Он склонился над чашкой и метнул на меня взгляд исподлобья.
- Вы убежали из клиники?
- Да. Убежал. - Слова давались ему с трудом. - Но все обстояло иначе,
чем вы предполагаете. В сущности, меня вылечили, уже могли бы выписать, но
мой брат не позволял им это сделать. Он хочет, чтобы меня держали
взаперти. - Его голос зазвучал монотонно: - Джерри готов сгноить меня там.
Знакомый мотив: люди, которых изолируют от общества таким образом,
всегда выискивают виновных, предпочтительно из числа близких родственников.
Я спросил:
- Вам точно известно, что именно брат держал вас там?
- Уверен в этом. Меня упекли туда по его воле. Он и доктор Грантленд
вынудили Милдред подписать бумаги для помещения меня в клинику. А как
только я там очутился, он полностью отрезал меня от внешнего мира. Ни разу
не навестил. Заставил персонал просматривать мою корреспонденцию, так что я
не мог даже писать письма. - Слова вылетали из его рта со все
увеличивающейся скоростью, и их уже с трудом можно было разобрать. Он
замолчал и судорожно сглотнул. На шее, словно мячик, заходил кадык.
- Вы не представляете, что это такое: оказаться в полной изоляции и не
соображать даже, что происходит. Конечно, когда предоставлялась
возможность, меня посещала Милдред, но и она не понимала, в чем дело. И мы
не могли спокойно обсудить наши семейные проблемы. Ей разрешали встречаться
со мной только в приемном покое и всегда приставляли к нам медсестру, чтобы
она подслушивала наши разговоры. Как будто меня нельзя было доверить
собственной жене.
- Но почему, Карл? У вас случались обострения?

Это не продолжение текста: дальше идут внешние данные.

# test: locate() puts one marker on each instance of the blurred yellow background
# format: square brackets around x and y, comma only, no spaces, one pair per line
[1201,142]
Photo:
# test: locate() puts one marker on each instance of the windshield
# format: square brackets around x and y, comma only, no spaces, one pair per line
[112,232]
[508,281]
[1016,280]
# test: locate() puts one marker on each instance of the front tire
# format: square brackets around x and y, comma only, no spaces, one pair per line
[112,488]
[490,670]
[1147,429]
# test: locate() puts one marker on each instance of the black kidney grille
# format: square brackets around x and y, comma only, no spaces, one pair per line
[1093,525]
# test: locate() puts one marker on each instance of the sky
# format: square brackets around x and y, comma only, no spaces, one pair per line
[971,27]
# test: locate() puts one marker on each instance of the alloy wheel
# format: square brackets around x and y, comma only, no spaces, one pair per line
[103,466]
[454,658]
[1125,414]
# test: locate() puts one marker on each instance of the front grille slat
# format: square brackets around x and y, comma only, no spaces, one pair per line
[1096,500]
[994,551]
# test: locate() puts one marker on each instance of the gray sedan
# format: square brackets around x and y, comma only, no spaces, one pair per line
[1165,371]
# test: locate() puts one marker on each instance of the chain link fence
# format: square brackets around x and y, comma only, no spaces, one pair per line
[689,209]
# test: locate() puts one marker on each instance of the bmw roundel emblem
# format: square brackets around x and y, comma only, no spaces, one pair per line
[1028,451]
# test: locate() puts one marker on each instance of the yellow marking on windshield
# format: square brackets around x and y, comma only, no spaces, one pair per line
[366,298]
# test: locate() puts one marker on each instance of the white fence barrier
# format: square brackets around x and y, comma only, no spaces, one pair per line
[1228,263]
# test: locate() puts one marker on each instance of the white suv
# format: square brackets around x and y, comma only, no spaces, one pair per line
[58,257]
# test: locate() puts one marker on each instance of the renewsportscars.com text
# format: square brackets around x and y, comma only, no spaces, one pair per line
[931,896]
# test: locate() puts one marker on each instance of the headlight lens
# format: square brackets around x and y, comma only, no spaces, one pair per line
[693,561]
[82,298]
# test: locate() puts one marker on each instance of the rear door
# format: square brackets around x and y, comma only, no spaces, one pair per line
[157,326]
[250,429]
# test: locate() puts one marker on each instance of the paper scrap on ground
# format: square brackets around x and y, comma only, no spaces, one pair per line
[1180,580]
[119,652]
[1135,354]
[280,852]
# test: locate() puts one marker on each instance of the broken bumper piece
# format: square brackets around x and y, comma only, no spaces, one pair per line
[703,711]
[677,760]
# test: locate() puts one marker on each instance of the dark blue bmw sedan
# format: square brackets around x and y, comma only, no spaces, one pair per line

Неожиданно он резко втянул голову глубоко в плечи, словно я ударил его
по затылку. Я окинул его взглядом и пришел к мысли, что в припадке ярости
он мог быть ужасен. В его широченных плечах угадывалась могучая сила. Он
продолжал:
- Первые несколько дней я вел себя как последний дурак - изорвал пару
матрацев, ну и в том же духе. Меня завернули в мокрые простыни. Но на людей
я не кидался, и никого не ушиб. Во всяком случае, не помню такого. - Его
голос стал еле слышным. Он поднял голову и повысил голос: - Так или иначе,
после этого я никогда не переступал черты, ни разу. Я не собирался давать
им ни малейшего повода держать меня взаперти. Но все напрасно. А ведь они
не имели на это права.
- И тогда вы перелезли через стену.
Он удивленно посмотрел на меня, вытаращив светлые глаза.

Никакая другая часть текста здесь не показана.